Se encuentra de nuevo con la mayor hospitalidad. Aquí también se sucede, tras un periodo de interfusión amistosa, un malestar creciente y medio consciente, que luego se vuelve agudo y conduce a nuevas explosiones, y así sucesivamente, en un círculo fatídico.

Si hemos de detener esa rueda en su giro perpetuo y trágico, no parece haber otro método que aquel por el cual clamo.

La oposición a esto es diversa y formidable, pero puede reducirse en todas partes, mediante el análisis, a alguna forma de falsedad. Esta falsedad adopta la forma de negar la existencia del problema, de guardar silencio al respecto, o de fingir en el trato público unos sentimientos amistosos que desmiente cada frase y cada gesto admitidos en privado.

O adopta la forma de definir el problema en términos falsos, proclamándolo esencialmente religioso cuando es esencialmente nacional.

Peor que todo, puede ser esa falsedad de tipo muy moderno, una declaración de la verdad acompañada de una declaración de su contradicción, como esa preciosa mentira moderna de que uno puede ser patriota y al mismo tiempo internacional.

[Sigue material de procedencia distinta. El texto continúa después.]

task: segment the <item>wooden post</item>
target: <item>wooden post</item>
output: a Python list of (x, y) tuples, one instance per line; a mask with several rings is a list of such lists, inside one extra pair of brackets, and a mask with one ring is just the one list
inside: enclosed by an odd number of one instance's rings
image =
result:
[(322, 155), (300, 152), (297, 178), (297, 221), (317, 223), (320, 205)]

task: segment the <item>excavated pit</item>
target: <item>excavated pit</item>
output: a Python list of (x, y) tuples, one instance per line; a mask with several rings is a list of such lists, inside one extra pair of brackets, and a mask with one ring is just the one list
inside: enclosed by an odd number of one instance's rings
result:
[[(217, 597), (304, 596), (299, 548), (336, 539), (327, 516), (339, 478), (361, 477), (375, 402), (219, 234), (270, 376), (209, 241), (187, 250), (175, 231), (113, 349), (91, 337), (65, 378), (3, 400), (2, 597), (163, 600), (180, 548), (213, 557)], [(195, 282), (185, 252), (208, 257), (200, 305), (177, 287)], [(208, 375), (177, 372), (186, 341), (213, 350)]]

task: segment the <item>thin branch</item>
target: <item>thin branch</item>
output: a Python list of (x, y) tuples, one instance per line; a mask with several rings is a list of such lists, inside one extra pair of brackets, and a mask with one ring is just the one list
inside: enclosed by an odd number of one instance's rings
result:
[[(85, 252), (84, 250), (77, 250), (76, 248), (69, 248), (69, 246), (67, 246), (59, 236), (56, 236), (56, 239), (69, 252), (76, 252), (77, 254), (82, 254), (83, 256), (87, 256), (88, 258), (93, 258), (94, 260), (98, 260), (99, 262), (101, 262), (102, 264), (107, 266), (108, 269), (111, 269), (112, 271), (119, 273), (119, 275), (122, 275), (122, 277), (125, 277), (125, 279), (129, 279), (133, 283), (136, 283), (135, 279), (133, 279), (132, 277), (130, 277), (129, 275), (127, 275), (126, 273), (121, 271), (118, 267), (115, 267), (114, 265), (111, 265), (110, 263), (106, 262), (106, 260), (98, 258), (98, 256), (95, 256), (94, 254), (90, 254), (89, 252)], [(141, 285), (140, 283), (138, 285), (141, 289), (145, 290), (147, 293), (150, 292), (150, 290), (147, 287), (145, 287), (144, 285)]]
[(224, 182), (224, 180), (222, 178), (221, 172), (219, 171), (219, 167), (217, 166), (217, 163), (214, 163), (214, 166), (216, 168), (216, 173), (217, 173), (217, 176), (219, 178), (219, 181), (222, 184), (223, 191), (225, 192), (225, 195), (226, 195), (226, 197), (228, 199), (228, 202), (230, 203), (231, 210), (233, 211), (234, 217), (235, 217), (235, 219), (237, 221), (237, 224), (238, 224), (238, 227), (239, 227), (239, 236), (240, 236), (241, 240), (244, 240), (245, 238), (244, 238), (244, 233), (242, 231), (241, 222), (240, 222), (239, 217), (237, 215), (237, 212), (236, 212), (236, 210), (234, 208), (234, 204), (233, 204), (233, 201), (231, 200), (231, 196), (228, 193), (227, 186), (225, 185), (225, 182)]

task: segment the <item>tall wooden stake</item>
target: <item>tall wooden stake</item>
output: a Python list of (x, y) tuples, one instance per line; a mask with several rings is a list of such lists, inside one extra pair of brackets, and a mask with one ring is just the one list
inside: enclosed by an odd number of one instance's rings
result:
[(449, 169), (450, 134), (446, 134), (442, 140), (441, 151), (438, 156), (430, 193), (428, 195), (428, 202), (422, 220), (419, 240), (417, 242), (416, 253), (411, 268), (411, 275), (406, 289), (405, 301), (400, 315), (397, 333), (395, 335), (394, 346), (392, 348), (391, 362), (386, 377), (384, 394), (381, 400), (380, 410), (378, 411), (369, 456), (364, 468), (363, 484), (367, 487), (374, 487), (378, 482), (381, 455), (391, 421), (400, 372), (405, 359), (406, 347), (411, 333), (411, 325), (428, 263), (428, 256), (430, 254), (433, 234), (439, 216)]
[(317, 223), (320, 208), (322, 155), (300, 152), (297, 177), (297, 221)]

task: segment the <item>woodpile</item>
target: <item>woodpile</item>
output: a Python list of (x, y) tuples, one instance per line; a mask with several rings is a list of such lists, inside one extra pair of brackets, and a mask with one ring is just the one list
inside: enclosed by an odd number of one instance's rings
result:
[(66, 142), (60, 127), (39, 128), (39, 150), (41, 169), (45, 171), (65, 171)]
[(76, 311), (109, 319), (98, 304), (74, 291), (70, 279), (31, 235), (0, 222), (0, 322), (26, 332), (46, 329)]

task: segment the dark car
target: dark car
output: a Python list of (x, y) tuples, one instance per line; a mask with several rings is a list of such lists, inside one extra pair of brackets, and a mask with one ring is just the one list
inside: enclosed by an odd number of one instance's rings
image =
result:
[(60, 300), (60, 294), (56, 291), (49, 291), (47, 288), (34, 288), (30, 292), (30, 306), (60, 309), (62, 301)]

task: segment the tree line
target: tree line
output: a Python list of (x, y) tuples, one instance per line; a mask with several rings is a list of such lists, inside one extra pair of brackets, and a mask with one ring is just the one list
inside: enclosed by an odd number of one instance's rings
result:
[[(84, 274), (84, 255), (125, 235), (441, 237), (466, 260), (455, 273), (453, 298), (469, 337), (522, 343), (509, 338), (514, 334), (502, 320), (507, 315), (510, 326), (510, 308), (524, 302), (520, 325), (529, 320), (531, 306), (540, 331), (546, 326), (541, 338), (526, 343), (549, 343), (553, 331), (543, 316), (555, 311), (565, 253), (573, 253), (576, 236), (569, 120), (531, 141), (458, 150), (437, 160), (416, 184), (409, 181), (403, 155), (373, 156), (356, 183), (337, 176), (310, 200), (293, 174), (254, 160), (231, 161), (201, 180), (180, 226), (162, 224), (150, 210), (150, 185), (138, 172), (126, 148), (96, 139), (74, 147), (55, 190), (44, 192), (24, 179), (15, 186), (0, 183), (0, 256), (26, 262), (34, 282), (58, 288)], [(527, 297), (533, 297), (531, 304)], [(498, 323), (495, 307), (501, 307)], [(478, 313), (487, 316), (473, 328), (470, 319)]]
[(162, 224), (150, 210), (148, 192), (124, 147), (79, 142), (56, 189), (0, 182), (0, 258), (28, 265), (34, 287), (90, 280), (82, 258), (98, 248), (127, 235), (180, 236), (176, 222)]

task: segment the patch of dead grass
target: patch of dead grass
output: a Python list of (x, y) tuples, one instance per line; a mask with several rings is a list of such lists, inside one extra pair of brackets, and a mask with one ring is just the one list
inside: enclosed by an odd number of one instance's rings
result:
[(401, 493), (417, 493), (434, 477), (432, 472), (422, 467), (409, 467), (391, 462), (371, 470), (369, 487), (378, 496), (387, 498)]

En el caso de los judíos, esta mentira moderna en particular adopta la forma de admitir que nos son totalmente ajenos y distintos, de hablar de ellos como tales y hasta de escribir sobre ellos como tales, y sin embargo, en otro contexto, hablar y escribir de ellos como si tal contraste violento no estuviera presente. Ese fingimiento de conciliar contradicciones es la mentira en el alma. Su castigo es inmediato, pues quienes se entregan a ella quedan cegados.

Toda la oposición que jamás he encontrado a la solución aquí propuesta es una oposición surgida del espíritu de la falsedad; y si no hubiera otro argumento a favor de un arreglo honesto y moral de la disputa, el único argumento basado en la Verdad sería, a mi juicio, suficiente.

Es una verdad social que existe una nación judía, ajena a nosotros y por tanto irritante. Es una verdad moral que la expulsión y cosas peores son remedios que deben evitarse. Es una verdad histórica que esas soluciones siempre han fracasado en última instancia; el reconocimiento de esas tres únicas verdades nos encaminará.

Tal es la tesis principal de este libro, pero necesita un agregado si se quiere comprender su espíritu en su totalidad, y ese agregado he intentado expresarlo en el último capítulo.

Si la solución que propongo es la correcta, aún queda por determinar si debe adoptar primero la forma de nuevas leyes de las cuales quepa esperar que surja un nuevo espíritu, o adoptar primero la forma de un nuevo espíritu y una nueva práctica de los cuales manen nuevas leyes.

El orden es de primordial importancia; pues equivocarse al respecto, invertir la verdadera secuencia de causa y efecto, es la causa principal del fracaso en toda reforma social.

Como podrán ver cuantos tengan la paciencia de leer mi libro hasta el final, he abogado firmemente en sus últimas páginas por la segunda política.

Sería imposible promulgar en nuestra sociedad, y ante la creciente marea de antagonismo contra los judíos, nuevas leyes que no conduzcan a la injusticia.

Pero si es posible crear un ambiente en el que se hable abiertamente de los judíos, y ellos a su vez admitan, definan y acepten las consecuencias de una nacionalidad separada en medio de nosotros, entonces, una vez establecido tal espíritu, las leyes y normativas acordes con él surgirán de manera natural.

Pero estoy convencido de que invertir este proceso solo conduciría primero a la confusión y después al desastre, tanto para Israel como para nosotros mismos.